# Krait Processor



## MoodMuzik (Jun 20, 2011)

So with all the Nexus Prime rumors that have been surfacing in the past days, and months, I've been doing some research on the rumored hardware.. general consensus of all the rumors is that it will be powered by a Quallcomm Krait Processor which is apparently leagues ahead of what they are using on the EVO 3D and Sensation.

http://internalcomputer.com/qualcomm-introducing-the-latest-krait-processor-with-2-5ghz-speed-to-welcoming-snapdragon-family-quad-core-chips.computer



> Qualcomm recently announce a series of information about the processor that will be present in future generations in the family line Snapdragon. The fastest processor from Qualcomm will be present with a
> speed up to 2.5GHz per core with the APQ8064 chip, codenamed Krait.
> Krait will come with 150 percent faster performance and consuming more power efficient, only about 65 percent than the ARM. The plan of this processor will come with a choice of single, dual-to quad-core as
> Adreno series GPU which is able to present four cores and integrated 3D LTE modem.
> ...


As you can see in the quote/link I provided it says that the Krait processor is capable of 2.5 GHz per core and I've seen this on many other websites.

What confuses me is that all of the Nexus Prime rumors have it running at either a 1.2 or 1.5 GHz Dual Core. I'm well aware that processors are often underclocked to improve battery life on devices but to undeclock it 1GHz or more seems insane to me.

I'm also pretty sure that Google would like to outdo the iPhone5 and also set the standard for 2012 Android devices so when choosing a processor they would choose the best available so I basically have three questions that I'd welcome anybody to share there answers.

A) Will the Prime ship with a Krait Processor that is severely underclocked?

B) Will Google elect to use a different version of the Krait Processor that is not capable of running at 2.5 GHz?

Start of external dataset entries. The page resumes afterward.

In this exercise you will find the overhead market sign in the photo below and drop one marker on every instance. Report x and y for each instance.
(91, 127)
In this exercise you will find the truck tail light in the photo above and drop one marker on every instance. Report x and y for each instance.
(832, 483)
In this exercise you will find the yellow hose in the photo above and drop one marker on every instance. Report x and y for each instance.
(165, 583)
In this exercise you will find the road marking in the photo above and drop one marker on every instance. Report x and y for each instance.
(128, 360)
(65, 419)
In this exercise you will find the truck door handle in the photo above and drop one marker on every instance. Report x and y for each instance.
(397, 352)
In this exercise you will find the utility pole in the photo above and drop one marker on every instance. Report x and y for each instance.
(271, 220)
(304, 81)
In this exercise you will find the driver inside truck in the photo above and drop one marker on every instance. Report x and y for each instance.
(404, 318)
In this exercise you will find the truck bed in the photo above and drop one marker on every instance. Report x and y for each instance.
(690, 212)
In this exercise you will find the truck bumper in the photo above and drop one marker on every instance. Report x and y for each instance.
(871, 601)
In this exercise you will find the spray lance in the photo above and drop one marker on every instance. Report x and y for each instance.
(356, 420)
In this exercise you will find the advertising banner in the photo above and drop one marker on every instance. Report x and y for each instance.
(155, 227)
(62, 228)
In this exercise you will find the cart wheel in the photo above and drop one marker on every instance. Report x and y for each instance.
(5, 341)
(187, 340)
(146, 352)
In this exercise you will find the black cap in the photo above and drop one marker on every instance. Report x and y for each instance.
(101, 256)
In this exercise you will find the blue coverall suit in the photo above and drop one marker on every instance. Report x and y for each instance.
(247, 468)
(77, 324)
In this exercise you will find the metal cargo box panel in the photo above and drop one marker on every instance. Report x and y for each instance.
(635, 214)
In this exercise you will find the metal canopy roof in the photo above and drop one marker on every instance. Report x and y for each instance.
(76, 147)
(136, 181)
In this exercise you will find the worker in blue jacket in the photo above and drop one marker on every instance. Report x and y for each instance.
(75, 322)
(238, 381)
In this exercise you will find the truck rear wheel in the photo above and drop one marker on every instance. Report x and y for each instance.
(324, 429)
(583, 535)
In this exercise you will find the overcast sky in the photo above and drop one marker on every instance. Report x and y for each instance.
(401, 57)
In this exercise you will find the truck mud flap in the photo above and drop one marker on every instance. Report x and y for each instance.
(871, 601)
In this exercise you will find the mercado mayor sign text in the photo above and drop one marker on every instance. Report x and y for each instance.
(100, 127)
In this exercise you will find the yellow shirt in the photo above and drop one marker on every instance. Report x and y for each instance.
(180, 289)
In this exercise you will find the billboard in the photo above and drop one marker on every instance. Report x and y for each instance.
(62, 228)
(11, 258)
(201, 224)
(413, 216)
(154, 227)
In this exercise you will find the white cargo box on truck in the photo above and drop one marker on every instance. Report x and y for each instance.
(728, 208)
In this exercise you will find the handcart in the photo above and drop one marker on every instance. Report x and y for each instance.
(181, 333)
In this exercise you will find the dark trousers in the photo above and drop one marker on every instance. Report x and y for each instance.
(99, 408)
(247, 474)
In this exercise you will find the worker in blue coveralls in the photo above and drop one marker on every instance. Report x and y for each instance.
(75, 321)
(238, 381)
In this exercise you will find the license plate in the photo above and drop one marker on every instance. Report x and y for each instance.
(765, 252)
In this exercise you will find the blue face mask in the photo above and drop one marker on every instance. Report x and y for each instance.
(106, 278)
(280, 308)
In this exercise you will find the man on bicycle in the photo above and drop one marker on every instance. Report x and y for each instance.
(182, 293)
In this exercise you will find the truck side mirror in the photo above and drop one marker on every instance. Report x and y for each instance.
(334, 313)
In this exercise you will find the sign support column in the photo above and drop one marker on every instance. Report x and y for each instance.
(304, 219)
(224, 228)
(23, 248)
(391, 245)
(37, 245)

C) Least likely of all, will the Prime ship with a dual-core 2.5GHz Krait Processor?


----------



## Jaxidian (Jun 6, 2011)

A couple things...

The Thunderbolt's CPU fairly easily overclocks from 1GHz to 1.92GHz. So a phone with a CPU that can handle an extra 1GHz isn't incredibly unthinkable.

Just because that generation of CPU will go up to 2.5GHz doesn't mean the first models will be capable of that.


----------



## MoodMuzik (Jun 20, 2011)

Yep plus I wrote all of this up and totally forgot that according to the latest rumors they are going with a TI processor anyway


----------